Methods: Using rolling recruitment, six participants were randomly assigned to either the control group (CG, n=3) or training group (TG, n=3). Investigators used the SkiergTM to simulate a unilateral, overhand throwing exercise, performed by the most affected arm. Following PT guidelines, training took place three times per week for 6 weeks. An isokinetic dynamometer was used to measure both passive and active strength pre- and post-training.

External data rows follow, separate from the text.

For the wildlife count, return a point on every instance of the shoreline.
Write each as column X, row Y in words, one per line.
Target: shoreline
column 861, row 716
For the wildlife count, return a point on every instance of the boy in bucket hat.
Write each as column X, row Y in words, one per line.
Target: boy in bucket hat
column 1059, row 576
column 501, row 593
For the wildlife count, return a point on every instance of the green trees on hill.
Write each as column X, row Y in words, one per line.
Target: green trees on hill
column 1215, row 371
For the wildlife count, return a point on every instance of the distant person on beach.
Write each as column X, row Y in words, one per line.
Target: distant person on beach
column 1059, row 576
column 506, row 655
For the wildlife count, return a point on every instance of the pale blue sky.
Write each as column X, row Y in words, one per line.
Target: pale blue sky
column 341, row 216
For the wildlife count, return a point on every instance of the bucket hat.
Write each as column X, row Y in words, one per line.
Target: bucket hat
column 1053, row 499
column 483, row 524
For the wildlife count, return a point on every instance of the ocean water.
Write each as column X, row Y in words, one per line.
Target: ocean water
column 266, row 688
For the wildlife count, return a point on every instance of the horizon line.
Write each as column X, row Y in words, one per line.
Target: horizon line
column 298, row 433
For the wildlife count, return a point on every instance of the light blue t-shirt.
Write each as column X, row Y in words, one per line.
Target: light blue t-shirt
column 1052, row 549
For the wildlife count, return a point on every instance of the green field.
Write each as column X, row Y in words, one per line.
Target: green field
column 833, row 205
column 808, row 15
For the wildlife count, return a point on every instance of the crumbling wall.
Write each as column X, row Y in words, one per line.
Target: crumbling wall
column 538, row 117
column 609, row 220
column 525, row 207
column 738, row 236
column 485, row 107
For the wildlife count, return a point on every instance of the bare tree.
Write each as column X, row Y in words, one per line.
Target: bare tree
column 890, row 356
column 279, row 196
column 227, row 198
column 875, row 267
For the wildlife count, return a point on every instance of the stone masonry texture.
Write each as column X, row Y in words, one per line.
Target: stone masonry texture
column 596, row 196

Results: Although no statistically significant differences were found, a remarkable trend was observed. Shoulder extension torque increased 15% (13.97 to 16.09 Newton-meters [Nm]) for TG, compared to a 1% (9.77 to 9.90 Nm) increase for CG between pre- and post-tests. Similar results were observed in elbow extension (3.90 to 9.60 Nm, 7.20 to 15.5 Nm, for CG and TG). Shoulder flexion torque increased more for TG (from 2.10 to 4.07 Nm, pre and post) than for CG (1.60 to 3.07 Nm). Similar results were observed with elbow flexion. A 35% reduction of peak extension torque during passive stretching at 10 (4.93 to 3.07 Nm) and 30 deg / s (5.27 to 3.40 Nm) was observed among TG but not CG. The reduction of peak power during passive stretching indicates a reduction of spasticity.

Conclusion: Power training may facilitate improvements in strength and reductions in spasticity among individuals with CP.